La mostra, da poco conclusasi, si è tenuta dal 27 ottobre 2018 al 25 febbraio 2019 presso la Fondazione Ferrero di Alba. Una iniziativa mastodontica se si tiene conto che è stata ensata per essere ad ingresso gratuito. Proveniente dalla Collezione del “Museo
Boijmans Van Beuningen”, è stata immaginata e curata dal professor Marco Vallora secondo una logica espositiva che riflette le suggestioni surrealiste, sia nel modo di presentare le opere che di concepire un’arte non più soltanto museale e assopita.

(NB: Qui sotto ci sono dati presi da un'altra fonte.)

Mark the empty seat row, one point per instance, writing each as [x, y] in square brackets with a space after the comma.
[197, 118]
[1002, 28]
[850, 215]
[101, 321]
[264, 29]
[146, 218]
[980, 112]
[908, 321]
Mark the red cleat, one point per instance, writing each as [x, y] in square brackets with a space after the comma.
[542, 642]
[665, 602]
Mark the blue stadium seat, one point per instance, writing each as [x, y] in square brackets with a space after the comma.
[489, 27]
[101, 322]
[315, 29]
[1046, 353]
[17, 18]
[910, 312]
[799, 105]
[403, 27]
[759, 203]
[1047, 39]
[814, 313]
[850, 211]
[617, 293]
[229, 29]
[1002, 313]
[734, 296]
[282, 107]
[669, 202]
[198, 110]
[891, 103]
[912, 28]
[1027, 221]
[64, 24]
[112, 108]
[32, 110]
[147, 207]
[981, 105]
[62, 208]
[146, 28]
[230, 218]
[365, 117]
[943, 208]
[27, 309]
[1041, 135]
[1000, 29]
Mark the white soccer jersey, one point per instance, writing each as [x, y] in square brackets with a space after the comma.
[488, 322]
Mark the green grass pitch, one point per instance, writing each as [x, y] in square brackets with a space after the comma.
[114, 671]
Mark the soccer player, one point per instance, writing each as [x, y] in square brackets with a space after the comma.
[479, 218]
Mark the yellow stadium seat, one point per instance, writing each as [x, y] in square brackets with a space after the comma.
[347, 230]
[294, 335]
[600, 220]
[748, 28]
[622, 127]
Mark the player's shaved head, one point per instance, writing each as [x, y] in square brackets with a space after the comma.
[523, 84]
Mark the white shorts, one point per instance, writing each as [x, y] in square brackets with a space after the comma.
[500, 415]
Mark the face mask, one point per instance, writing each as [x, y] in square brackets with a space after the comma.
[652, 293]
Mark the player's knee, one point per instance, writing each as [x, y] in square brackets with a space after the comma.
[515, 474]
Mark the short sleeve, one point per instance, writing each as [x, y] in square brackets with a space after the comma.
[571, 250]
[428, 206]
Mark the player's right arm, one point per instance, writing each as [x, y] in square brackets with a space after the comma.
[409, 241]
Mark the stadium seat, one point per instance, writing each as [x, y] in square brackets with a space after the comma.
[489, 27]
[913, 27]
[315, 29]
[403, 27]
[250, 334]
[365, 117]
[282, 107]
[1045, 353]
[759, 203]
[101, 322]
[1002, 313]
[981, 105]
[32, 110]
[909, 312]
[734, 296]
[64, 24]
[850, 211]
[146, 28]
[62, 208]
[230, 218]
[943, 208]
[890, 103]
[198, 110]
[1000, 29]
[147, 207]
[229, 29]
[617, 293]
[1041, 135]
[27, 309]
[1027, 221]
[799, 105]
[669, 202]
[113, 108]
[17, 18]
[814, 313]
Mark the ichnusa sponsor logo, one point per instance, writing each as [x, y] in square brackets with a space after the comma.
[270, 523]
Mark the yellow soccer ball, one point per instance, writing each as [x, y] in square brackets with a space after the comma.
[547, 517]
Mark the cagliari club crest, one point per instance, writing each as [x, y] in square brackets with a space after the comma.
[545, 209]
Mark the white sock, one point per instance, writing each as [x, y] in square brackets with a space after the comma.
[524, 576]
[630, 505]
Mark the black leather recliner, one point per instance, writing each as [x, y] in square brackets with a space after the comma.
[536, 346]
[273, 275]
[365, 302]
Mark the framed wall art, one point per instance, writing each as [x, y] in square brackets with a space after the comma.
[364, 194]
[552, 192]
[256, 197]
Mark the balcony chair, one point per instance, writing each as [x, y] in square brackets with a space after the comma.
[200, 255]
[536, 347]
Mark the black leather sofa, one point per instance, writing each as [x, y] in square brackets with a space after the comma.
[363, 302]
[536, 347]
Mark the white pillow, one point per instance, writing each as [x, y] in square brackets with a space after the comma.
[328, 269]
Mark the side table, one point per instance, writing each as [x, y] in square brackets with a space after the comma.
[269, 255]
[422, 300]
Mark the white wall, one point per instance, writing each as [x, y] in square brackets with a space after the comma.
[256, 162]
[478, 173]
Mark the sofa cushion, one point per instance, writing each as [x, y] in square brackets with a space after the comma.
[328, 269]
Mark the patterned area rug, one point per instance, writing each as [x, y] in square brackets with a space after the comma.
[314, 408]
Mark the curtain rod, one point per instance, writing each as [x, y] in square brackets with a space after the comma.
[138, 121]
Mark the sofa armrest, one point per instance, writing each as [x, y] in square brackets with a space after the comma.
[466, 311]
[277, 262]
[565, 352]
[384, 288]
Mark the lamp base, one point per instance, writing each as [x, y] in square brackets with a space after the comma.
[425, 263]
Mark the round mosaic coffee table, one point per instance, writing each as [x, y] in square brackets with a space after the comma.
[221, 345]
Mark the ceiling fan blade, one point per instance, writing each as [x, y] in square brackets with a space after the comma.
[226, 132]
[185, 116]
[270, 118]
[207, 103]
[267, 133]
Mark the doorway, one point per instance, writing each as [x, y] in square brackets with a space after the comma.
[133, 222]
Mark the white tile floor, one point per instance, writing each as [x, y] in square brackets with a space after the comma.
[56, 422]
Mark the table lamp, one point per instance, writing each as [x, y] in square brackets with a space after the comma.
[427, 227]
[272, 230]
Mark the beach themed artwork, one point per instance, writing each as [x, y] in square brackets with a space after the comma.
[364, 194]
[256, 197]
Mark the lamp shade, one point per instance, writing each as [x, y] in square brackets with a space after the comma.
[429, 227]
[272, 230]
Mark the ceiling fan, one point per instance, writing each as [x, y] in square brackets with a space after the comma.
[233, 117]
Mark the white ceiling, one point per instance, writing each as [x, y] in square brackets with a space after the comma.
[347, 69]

Una mostra complessa, che racconta il grande periodo di fermento artistico sviluppato in
Europa negli Anni Venti attraverso quadri, ma anche con una serie di documenti teorici,
manifesti, testi provocatori e contributi sonori e cinematografici. Con un coinvolgimento che
vuole andare oltre il pubblico di appassionati d’arte.
Una decina le sezioni, dai titoli avvincenti, che la compongono, come:
Il grado zero dell’arte Dada;
Il Sogno;
Eros, amour fou, trasgressione erotica;
L’inconscio, il doppio, il perturbante;
Arte e natura, la reinvenzione dell’uomo;
Sade, Freud, Marx, muse inquietanti del vivere surreale;
Esiste un’architettura surrealista?
e così via… s’inseguono, in una sorta di corridoio-fantasma dell’immaginario fantastico
d’avanguardia, opere di grandissimo livello ed impatto.
L’intera mostra è un percorso storico e cronologico, ma anche dell’intelletto dello spettatore
che si addentra alla scoperta delle opere e alla ricerca di significati nascosti.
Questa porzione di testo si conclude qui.